When Notre Dame joined the ACC for the 2020 college football season amid the global pandemic, there was really no other option. Why shove your schedule’s head into the woodchipper of SEC football when you could hide in the ACC and pray to Field Goal Jesus that Trevor Lawrence catches COVID?
But the Big Ten announced on Wednesday it will return to football on Oct. 24th, and the Irish are reportedly second-guessing the ACC commitment already.
Even though the school agreed to a one-year contract with the conference for the 2020 football season, Notre Dame Athletic Director Jack Swarbrick reportedly had his fingers crossed behind his back when he signed it, fully negating the school’s contractual obligations to the ACC.
The ACC legal team met for over 4 hours today before ultimately conceding there was no recourse for Swarbrick’s crafty move.

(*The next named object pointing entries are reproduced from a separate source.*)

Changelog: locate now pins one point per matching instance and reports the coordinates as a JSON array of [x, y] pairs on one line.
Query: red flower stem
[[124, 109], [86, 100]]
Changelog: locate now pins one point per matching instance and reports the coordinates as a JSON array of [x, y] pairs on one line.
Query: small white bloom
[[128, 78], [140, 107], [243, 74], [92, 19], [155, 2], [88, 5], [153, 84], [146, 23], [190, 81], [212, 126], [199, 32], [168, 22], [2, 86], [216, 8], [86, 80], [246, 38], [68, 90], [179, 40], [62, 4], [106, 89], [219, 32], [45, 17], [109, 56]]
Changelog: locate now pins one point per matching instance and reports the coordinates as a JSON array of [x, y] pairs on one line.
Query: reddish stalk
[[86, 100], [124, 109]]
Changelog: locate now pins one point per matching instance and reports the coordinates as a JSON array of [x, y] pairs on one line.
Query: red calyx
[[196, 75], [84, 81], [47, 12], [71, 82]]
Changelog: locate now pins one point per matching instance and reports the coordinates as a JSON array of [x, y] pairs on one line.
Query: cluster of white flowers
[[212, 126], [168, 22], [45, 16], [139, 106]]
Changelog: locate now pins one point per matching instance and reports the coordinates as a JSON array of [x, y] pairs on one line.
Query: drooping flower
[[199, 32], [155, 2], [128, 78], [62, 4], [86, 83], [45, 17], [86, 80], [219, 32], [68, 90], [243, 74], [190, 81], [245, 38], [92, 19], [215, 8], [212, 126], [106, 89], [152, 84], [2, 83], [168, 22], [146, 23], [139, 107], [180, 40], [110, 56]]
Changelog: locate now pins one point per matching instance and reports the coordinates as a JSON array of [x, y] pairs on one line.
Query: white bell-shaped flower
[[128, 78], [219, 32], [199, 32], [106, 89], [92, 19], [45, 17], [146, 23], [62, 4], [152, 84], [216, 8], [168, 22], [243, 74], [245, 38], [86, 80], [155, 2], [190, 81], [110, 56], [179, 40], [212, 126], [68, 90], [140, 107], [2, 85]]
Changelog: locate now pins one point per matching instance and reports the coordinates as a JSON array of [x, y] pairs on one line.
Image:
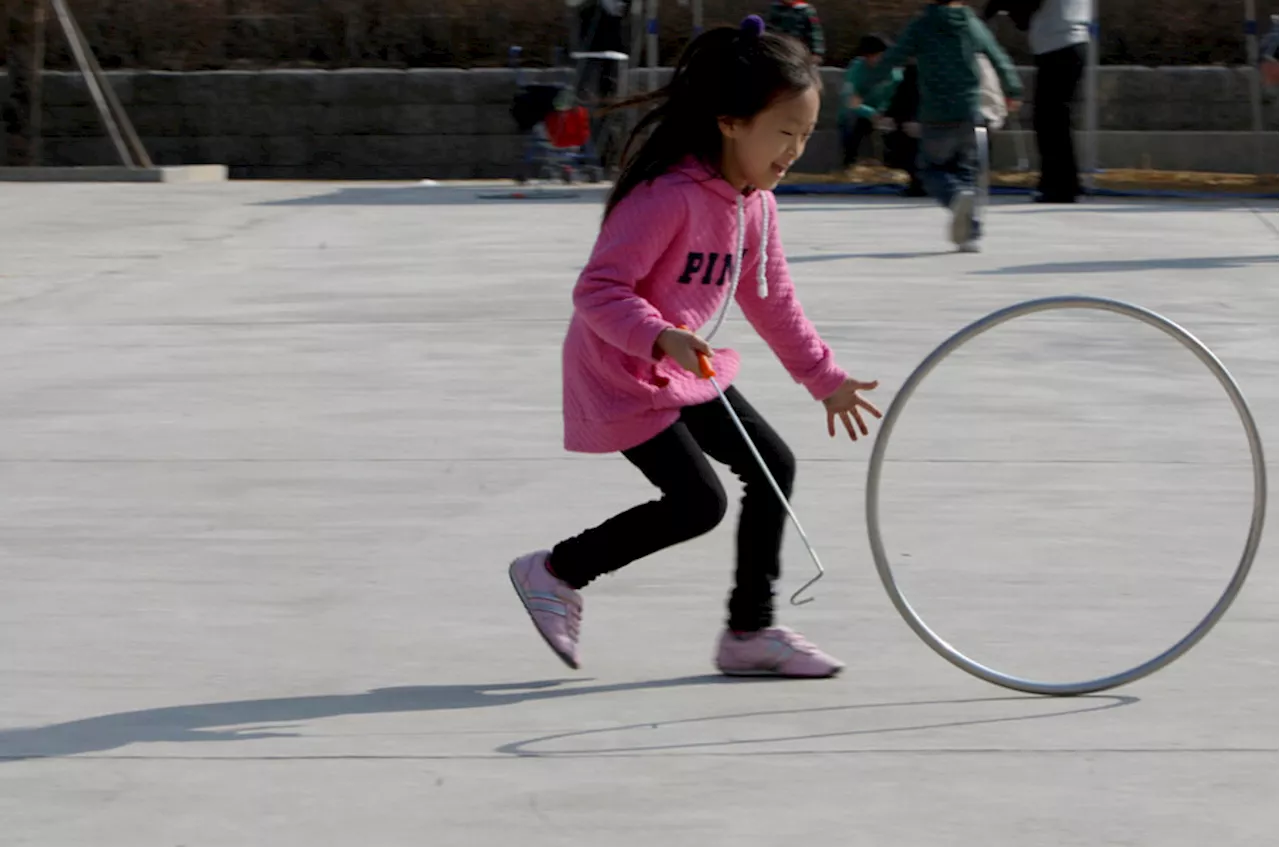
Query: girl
[[690, 214]]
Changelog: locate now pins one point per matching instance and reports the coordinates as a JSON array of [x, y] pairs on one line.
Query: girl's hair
[[722, 73]]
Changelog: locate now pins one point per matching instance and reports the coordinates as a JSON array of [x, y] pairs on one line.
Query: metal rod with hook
[[708, 372]]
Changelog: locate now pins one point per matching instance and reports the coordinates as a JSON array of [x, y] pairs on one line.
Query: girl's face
[[760, 151]]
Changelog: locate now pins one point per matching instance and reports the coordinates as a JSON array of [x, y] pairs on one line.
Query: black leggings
[[694, 503]]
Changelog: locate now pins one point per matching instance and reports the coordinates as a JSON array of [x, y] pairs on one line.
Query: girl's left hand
[[844, 401]]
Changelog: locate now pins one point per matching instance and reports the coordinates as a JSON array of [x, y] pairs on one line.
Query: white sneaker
[[961, 216]]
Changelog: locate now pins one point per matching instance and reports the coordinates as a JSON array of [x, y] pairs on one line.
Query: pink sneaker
[[553, 605], [776, 651]]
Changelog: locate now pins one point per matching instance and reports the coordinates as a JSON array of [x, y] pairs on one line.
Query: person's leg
[[693, 503], [935, 161], [1074, 60], [763, 520], [965, 168], [752, 645], [1056, 85], [858, 129]]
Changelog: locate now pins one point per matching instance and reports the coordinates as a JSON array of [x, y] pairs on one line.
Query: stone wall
[[451, 124]]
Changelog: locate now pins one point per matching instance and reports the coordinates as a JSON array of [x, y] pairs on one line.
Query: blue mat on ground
[[895, 191]]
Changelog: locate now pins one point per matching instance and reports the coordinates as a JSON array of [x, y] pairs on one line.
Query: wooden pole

“Once the contract was executed and notarized, it became official,” ACC head attorney Gassidy Gutler explained. “However, if Mr. Swarbrick’s fingers were crossed at the time, both parties are relieved of all affiliations and obligations contained therein.”
“For lack of a proper explanation, Mr. Swarbrick finger-fucked us.”

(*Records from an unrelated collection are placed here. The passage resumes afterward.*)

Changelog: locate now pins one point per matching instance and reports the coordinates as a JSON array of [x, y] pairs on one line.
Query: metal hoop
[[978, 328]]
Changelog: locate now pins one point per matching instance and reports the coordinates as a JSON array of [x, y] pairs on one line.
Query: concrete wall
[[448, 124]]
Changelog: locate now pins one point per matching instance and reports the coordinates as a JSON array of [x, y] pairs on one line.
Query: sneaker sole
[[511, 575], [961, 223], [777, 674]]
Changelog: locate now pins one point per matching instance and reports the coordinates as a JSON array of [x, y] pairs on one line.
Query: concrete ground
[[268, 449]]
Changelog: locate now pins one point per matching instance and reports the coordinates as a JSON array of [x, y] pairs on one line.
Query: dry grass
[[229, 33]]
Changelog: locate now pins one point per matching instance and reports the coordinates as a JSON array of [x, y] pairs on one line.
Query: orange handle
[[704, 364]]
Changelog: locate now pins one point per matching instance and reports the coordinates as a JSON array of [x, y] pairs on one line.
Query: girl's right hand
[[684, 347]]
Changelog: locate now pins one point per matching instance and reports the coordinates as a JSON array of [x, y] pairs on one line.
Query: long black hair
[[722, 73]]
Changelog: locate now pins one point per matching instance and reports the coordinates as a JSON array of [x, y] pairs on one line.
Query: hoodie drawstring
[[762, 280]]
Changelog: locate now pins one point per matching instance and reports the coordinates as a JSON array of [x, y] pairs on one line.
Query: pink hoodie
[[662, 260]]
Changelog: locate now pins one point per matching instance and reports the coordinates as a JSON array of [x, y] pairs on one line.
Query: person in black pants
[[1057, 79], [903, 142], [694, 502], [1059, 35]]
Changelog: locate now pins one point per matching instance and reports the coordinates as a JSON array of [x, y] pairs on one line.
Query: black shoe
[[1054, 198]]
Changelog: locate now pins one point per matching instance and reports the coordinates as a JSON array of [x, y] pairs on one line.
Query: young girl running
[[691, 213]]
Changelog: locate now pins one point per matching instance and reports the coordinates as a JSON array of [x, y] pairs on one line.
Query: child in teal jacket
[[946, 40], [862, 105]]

Swarbrick expressed to several school officials in days before signing that he felt the ACC contract was a bit overbearing for a one-year agreement. The ACC contract forced Notre Dame to share 50% of the TV revenue from its long standing deal with NBC, and ACC President John Swafford introduced the team to his parents literally the first week they met him.
The proposed agreement with the Big Ten will only require the Irish to share 20% of the TV money and they won’t have to play Ohio State in the regular season, guaranteed. The Big Ten plans for each team to play nine games, so the Irish will play Rutgers three times, twice at home.
And while several Big Ten coaches have voiced concern over adding a 15th school to the conference, Big Ten President Kevin Warren believes most people won’t even notice.
“Ten years from now, nobody will remember that Notre Dame played one fucking season in the Big Ten,” Warren argued. “Nebraska’s been in our conference since 2011, and I honestly thought they were still in the Big 12 until last year.”
Michigan’s Jim Harbaugh was ecstatic about the Big Ten’s decision to opt back into a football season, but admitted he struggled with Warren’s comments. “I heard Kevin’s interview this morning, and I don’t like it one bit,” Harbaugh hissed. “Nebraska just feels like a Big 12 team, man.”